Barthélémy Toguo, Carte de séjour (tampon), 2010, Sculpture en bois, 24 x 46 x 26 cm. Musée national de l'histoire et des cultures de l'immigration © ADAGP, Paris 2011

Données chiffrées à partir du nombre de premiers titres de séjour

Les premiers titres de séjour délivrés par le ministère de l’Intérieur sont passés de 230 353 en 2016 à 277 406 en 2019. En 2020, première année de la crise sanitaire, la statistique s’établie à  219 302 (-20,9%). En 2021, selon une première estimation, le nombre de premiers titres délivré serait de 271 675. Selon l’Insee, le nombre d’immigrés entrés en France en 2018 et 2019 était respectivement de 273 000 et de 272 000. Globalement et selon les différentes méthodes retenues, l’immigration légale a augmenté depuis le mitan de la décennie 90 (105 986 en 1996 - source Ined) jusqu’en 2019. 

41 % des immigrés arrivés en France en 2019 sont nés en Afrique et 31,9 % sont nés en Europe. En 2019 comme en 2018, les nationalités marocaine (34 929 titres soit 9,5 %), algérienne (27 391 titres, 7%) et tunisienne (19 596 titres, 4,5%) sont les plus représentées parmi les personnes ayant obtenu un premier titre de séjour en France. Viennent ensuite les Chinois (15 291 soit 3%), avec une hausse de 7,7 % en un an. Pour l’année 2020, l’origine par pays s’établissait comme suit : Maroc (30 218), Algérie (23 218), Tunisie (15 466), Côte d’Ivoire (9 196 ) et Chine (8 783).

En 2019 selon le ministère de l’Intérieur, le nombre de premiers titres de séjour délivré pour raison familiale était de 90 502 soit 32 ,6 % des motifs d’entrée. 46 942 étaient attribués au titre de famille de Français, dont 36 891 à des conjoints de Français.

En 2019, l’origine nationale des premiers titres de séjour accordé pour motif familial était : l’Algérie (17 887) , le Maroc ( 14 299), la Tunisie (8 179). 

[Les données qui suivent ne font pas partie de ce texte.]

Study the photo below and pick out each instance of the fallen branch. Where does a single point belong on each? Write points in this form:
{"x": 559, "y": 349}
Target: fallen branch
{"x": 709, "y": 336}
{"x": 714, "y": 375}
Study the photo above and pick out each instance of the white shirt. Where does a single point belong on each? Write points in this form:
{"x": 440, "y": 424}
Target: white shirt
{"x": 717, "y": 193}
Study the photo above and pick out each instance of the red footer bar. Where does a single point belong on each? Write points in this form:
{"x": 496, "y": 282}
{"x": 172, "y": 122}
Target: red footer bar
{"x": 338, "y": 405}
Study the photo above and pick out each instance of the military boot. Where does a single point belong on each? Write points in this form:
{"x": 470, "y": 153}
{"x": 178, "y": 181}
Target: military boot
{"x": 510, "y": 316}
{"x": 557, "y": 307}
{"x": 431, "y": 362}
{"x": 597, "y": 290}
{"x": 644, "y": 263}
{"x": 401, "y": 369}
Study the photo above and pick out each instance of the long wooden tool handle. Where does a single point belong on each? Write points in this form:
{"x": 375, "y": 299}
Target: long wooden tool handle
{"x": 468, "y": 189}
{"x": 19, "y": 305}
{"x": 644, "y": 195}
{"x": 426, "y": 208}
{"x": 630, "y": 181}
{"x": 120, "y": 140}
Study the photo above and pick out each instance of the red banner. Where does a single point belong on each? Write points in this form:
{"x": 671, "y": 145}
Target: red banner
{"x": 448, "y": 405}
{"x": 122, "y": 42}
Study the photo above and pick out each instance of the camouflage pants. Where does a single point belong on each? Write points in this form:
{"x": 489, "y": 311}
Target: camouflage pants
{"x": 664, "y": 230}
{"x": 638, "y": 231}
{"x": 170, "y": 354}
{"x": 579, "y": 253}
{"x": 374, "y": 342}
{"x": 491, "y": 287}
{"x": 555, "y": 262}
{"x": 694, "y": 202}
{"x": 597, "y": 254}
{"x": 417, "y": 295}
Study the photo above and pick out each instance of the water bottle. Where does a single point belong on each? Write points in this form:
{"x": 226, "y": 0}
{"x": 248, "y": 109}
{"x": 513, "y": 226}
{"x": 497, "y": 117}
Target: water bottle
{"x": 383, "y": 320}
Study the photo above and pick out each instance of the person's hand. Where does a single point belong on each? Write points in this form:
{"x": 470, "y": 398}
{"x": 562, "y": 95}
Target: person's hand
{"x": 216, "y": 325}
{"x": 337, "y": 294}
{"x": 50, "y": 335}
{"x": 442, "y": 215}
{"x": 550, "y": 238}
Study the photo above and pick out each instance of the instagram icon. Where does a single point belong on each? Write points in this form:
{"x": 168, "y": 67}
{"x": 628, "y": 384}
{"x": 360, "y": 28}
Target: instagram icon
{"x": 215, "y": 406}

Pour la démographe Michèle Tribalat, le contrôle des flux migratoires échapperait aux autorités du fait d’un "auto engendrement" de l’immigration familiale. Pourtant cette immigration répond au droit français et européen. Elle est le reflet de l’importance des flux migratoires passés et traduit aussi l’histoire des liens tissés entre la France et d’autres pays, comme elle pourrait aussi correspondre à une adaptation aux durcissements des conditions d’entrée en France.

Solde migratoire

Le solde migratoire  (voir un article de l’Institut Convergences Migrations à ce sujet)  permet d’apprécier la différence entre les entrées et les départs des étrangers. Il n’existe pas en France de statistiques officielles permettant de mesurer le nombre exact des sorties. Pour autant, selon les estimations de l’Insee, entre 1980 et 2010, le solde migratoire était en moyenne de 65 000 par an, soit un millième de la population totale de la France.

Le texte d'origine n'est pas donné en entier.